Creazione di valore: i campioni del decennio
Dal punto di vista della generazione di valore, i risultati sono differenziati. Mediamente, le 1905 imprese hanno prodotto 7.600 euro all’anno per addetto. Le aziende pubbliche hanno primeggiato con 22.700 euro, grazie al peso dei settori energetico e petrolifero. Le private si sono fermate a 4.600 euro, mentre la manifattura ha generato 6.900 euro.
Il IV Capitalismo si conferma protagonista: le medie imprese hanno registrato +10.500 euro per addetto, le medio-grandi +11.300. Alcuni comparti manifatturieri hanno mostrato una costanza nella creazione di valore che li accredita come veri motori dell’economia nazionale: il farmaceutico (+28.000 euro medi annui per addetto), le bevande (+23.900), gomma e cavi (+21.300), il cartario (+13.500), il legno e mobili (+10.700), l’alimentare non bevande (+9.100) e la meccanica (+6.700).

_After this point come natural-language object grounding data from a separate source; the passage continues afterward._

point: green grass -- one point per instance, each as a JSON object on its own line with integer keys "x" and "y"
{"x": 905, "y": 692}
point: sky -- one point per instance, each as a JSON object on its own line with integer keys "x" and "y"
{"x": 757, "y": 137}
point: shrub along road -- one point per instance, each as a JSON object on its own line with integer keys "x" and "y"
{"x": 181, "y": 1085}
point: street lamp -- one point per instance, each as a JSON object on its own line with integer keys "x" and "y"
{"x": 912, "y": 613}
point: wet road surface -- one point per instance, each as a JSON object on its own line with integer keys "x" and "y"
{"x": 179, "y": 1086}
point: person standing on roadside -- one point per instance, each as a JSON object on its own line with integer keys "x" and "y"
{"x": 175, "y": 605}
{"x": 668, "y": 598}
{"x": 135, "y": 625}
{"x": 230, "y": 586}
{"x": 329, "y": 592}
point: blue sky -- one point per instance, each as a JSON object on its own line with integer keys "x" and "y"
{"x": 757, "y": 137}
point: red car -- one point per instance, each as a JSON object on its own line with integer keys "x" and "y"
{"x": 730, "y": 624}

Potere d’acquisto e redistribuzione
Il report Mediobanca sottolinea anche un tema cruciale: il rapporto tra generazione di valore e potere d’acquisto dei lavoratori. L’inflazione cumulata del decennio, pari al 19,7%, ha eroso i salari reali, portando a una perdita media del 2,8% rispetto al 2015 e del 5,8% rispetto al 2021.
Secondo lo studio, molte imprese avrebbero potuto compensare l’effetto inflattivo redistribuendo parte del valore generato. Un incremento medio di 4.000 euro pro-capite sarebbe stato sufficiente per riportare i salari reali ai livelli pre-inflazione, con un impatto contenuto sui margini. Le medie imprese, pur con valori più bassi, hanno spesso offerto compensazioni non monetarie, come la stabilità occupazionale.

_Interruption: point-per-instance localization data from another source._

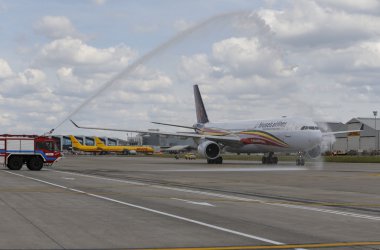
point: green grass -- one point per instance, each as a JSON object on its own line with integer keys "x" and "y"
{"x": 352, "y": 159}
{"x": 339, "y": 158}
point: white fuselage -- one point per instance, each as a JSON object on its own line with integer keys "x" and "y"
{"x": 272, "y": 135}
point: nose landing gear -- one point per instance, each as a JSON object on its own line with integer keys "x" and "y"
{"x": 300, "y": 159}
{"x": 269, "y": 159}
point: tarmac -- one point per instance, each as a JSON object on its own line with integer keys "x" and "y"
{"x": 115, "y": 202}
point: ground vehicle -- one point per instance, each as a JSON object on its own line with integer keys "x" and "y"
{"x": 190, "y": 156}
{"x": 32, "y": 150}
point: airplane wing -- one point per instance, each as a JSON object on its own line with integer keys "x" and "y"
{"x": 343, "y": 132}
{"x": 226, "y": 140}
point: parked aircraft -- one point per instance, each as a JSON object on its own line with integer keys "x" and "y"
{"x": 286, "y": 134}
{"x": 85, "y": 148}
{"x": 123, "y": 149}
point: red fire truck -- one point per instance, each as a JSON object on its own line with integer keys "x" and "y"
{"x": 32, "y": 150}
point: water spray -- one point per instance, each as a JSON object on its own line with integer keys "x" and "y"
{"x": 161, "y": 48}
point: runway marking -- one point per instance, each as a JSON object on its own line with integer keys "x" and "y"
{"x": 312, "y": 245}
{"x": 195, "y": 202}
{"x": 233, "y": 169}
{"x": 68, "y": 178}
{"x": 236, "y": 198}
{"x": 250, "y": 236}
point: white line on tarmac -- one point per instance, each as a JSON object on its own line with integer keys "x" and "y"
{"x": 232, "y": 169}
{"x": 236, "y": 198}
{"x": 155, "y": 211}
{"x": 195, "y": 202}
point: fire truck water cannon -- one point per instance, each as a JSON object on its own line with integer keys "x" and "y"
{"x": 33, "y": 150}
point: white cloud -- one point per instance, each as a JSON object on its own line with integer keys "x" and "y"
{"x": 182, "y": 24}
{"x": 99, "y": 2}
{"x": 56, "y": 27}
{"x": 352, "y": 5}
{"x": 5, "y": 69}
{"x": 307, "y": 23}
{"x": 72, "y": 51}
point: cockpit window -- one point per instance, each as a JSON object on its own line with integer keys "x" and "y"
{"x": 309, "y": 128}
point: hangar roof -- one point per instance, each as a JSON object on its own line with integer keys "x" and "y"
{"x": 370, "y": 122}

Conclusioni: resilienza e prospettive
Il decennio 2015-2024 mostra un sistema imprenditoriale italiano capace di resistere a shock epocali e di rilanciarsi con vigore, puntando su export, innovazione e capitale umano.

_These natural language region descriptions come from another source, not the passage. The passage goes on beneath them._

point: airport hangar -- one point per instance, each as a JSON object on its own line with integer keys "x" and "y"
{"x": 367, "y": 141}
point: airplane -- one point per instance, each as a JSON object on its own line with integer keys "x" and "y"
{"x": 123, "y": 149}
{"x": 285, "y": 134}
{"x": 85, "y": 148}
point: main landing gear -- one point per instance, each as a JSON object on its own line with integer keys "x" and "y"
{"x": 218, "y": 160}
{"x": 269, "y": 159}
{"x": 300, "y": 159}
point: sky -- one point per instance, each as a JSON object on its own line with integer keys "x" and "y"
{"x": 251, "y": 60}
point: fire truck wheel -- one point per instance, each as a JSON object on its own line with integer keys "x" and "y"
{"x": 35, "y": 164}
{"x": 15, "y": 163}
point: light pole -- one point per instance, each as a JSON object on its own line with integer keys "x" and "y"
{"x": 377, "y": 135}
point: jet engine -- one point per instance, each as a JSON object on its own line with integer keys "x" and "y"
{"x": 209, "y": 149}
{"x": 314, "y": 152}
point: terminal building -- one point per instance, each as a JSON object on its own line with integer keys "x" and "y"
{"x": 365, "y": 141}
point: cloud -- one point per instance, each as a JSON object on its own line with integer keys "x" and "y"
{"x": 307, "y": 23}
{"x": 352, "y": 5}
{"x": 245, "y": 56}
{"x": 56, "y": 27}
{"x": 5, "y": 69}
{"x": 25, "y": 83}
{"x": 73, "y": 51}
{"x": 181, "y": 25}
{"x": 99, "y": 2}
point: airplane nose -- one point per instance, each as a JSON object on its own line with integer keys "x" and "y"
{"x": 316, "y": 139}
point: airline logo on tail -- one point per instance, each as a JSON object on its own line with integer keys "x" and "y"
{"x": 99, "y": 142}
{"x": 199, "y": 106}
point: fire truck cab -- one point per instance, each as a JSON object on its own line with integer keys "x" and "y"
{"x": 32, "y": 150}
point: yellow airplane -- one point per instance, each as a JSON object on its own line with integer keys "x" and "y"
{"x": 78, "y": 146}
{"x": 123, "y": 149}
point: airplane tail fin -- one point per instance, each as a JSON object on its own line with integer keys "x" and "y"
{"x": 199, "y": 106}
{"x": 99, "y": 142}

Il made in Italy emerge come vero motore della crescita, forte di un brand riconosciuto a livello globale e di filiere produttive in grado di generare valore costante. Il ruolo trainante delle imprese pubbliche negli investimenti per la transizione energetica e la crescita occupazionale del IV Capitalismo rappresentano segnali incoraggianti per il futuro.
Come sottolinea l’Area Studi Mediobanca, il percorso resta complesso: dazi, instabilità geopolitica e inflazione continueranno a influenzare le traiettorie. Tuttavia, la base solida costruita negli ultimi dieci anni costituisce un vantaggio competitivo che potrà essere messo a frutto per affrontare le sfide del prossimo decennio.
Fonte: Mediobanca, Area Studi – “Dati Cumulativi 2015-2024”, presentato il 25 settembre 2025.